By Ellie Jones, Cathedral Archivist
Hampers, baskets and drawers were the storage containers of choice for the Cathedral’s archives in the past, before neat rows of acid-free conservation grade cardboard boxes, a climate-controlled strongroom, and digital storage could have been imagined. For centuries the archives – variously called muniments or evidences – were stored in the exchequer room along with many of the treasures of the Cathedral. Various attempts had been made to list the documents hamper by hamper – but this did not always make it easy for people to actually find particular documents.
In the 1750s the Dean, Charles Lyttelton, got involved in organising things. Improvements were made to storage, organisation and cataloguing. Lyttelton himself went through many of the documents and recorded the ‘particulars of the several bundles of evidences contained in the drawers of the New Press in the Exchequer, with a copy of the endorsement on the parchment labels affixed to each bundle’. He added a note to the new catalogue, which incorporated and aimed to improve on a list made by the chapter clerk, Nicholas Webber, a hundred years earlier. It is hard to discern much order in Webber’s list except for the contents of drawers allocated individually to the Chancellor, Chanter, Treasury, Sub-deanery and Dean. Lyttelton’s innovation seems to have been an attempt at sorting the documents:
“In order to render the evidences more usefull, those sorted by Webber should be incorporated with those sorted by the Dean as the latter are placed in a series as far as was possible, with respect to Place, Matter & the like; whereas the former are jumbled together without any order, so that the whole catalogue must be read over before any one particular evidence can be found…”.

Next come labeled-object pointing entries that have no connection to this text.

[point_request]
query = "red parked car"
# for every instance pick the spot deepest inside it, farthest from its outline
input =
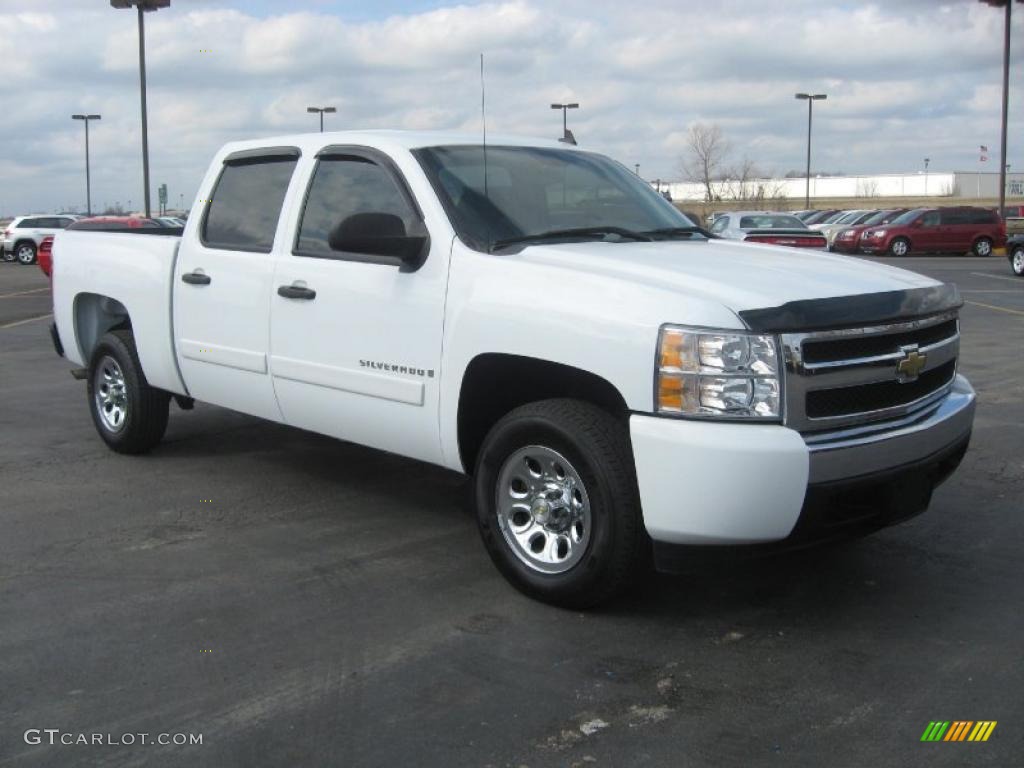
(848, 240)
(44, 255)
(938, 230)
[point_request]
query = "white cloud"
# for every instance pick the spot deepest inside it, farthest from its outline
(903, 80)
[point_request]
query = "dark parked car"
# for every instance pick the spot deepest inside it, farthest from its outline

Only a few items are described individually, and instead the catalogue organises documents into numbered sections by place (Exeter city, the Close, then across Devon and Cornwall) and type. Inevitably there are some miscellaneous items left over, such as section 22, which contains “Deeds of Lands etc in Cornwall which have little or no relation to the Church of Exeter”. We can also see that some documents were given particular status and stored separately. There was a “small black box tied with leather containing 11 Saxon Charters or Grants from Saxon Kings to the Church of Exeter” and the Exeter Domesday is singled out as being a “most valuable manuscript”.
The arrangement of the Cathedral Archives continued along broadly similar lines for many years, but has had to adapt to accommodate thousands of further documents. Storage conditions have improved, and cataloguing has advanced, but the process of carefully sorting, storing and describing everything remains ongoing.